Tonegawa:No, I didn’t think about it at all. I simply wanted to become a molecular biologist.
Noyori:You left Japan 45 years ago and have now returned home with your enthusiasm for science intact. I would like you to pass on your attitude to young people in Japan. By talking to you today, I have found many points where we meet on common ground.
Interviewer/writer: Akira Tateyama, Photon Create; photographs by Studio CAC
Translated by Inter Group Corporation
Born in Japan in 1938, Ryoji Noyori earned his bachelor and master degrees in industrial chemistry at Kyoto University, and upon graduating in 1963, became an instructor at the same university. He obtained his doctorate in 1967, and in the following year was appointed as an associate professor at Nagoya University. From 1969 to 1970 he worked as a postdoctoral fellow at Harvard University, after which he returned to Nagoya University where he was promoted to professor in 1972. He served as dean of the Graduate School of Science at Nagoya University from 1997 to 1999. In 2001, Noyori shared the Nobel Prize in Chemistry with K. B. Sharpless and W. S. Knowles. He was appointed President of the Chemical Society of Japan from 2002 to 2003, and assumed the office of RIKEN President in October 2003. Noyori's honors include the Japan Academy Prize, the Order of Culture, the Wolf Prize in Chemistry, and the Roger Adams Award, and he currently holds the honorary position of University Professor at Nagoya. He is best known for his development of an asymmetric catalysis reaction using chiral organometallic catalysts, a method this is used worldwide in research and industry.
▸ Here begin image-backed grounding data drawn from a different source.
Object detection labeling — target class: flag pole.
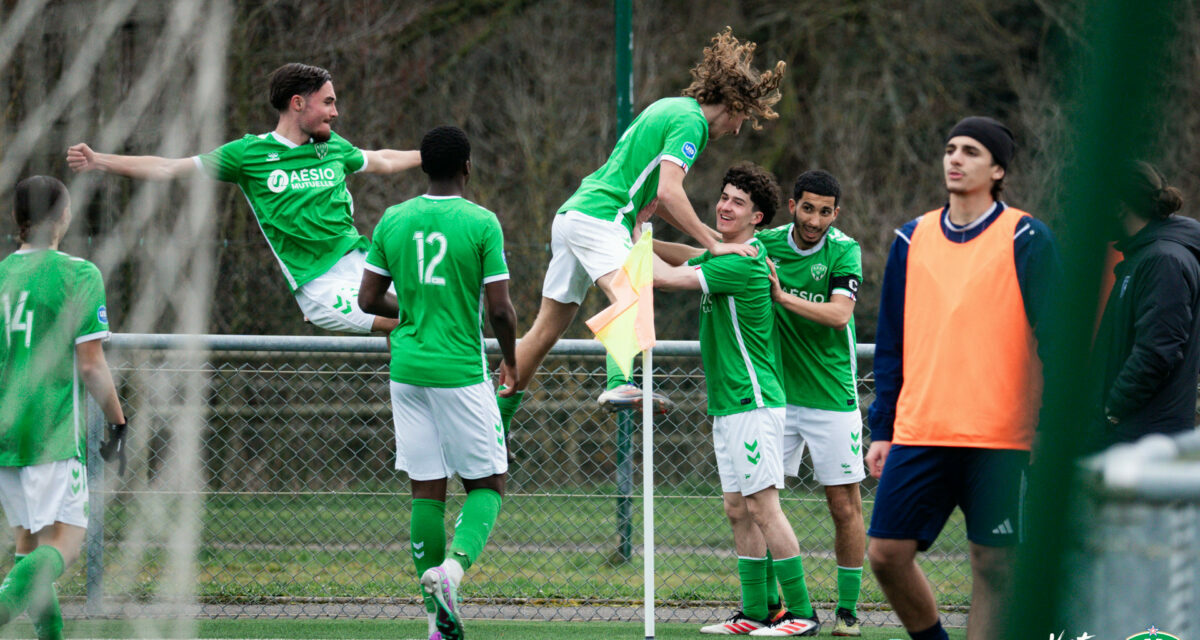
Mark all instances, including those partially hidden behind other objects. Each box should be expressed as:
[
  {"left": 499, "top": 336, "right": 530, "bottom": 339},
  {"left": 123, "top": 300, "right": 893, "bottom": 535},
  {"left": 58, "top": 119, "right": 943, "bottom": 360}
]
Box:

Susumu Tonegawa was born in Nagoya, Japan, in 1939. He graduated from the Department of Chemistry at Kyoto University in 1963, and received his PhD in molecular biology from the University of California, San Diego, USA, in 1968. After postdoctoral training at the Salk Institute in San Diego, he joined the Basel Institute for Immunology in Switzerland. In 1981, he was appointed Professor of Biology at the Massachusetts Institute of Technology (MIT), and was a member of the MIT Center for Cancer Research. He was awarded the Nobel Prize in Physiology or Medicine in 1987, and in 1994 founded the Center for Learning and Memory at MIT. He is the recipient of the Louisa Gross Horwitz Prize, the Gairdner Foundation International Award, the Order of Culture, the Bristol Myers Squibb Prize in Cancer Research, and the Albert and Mary Lasker Award. He currently serves as the director of the RIKEN Brain Science Institute, a Picower Professor of Biology and Neuroscience at MIT, and the director of the RIKEN–MIT Neuroscience Research Center.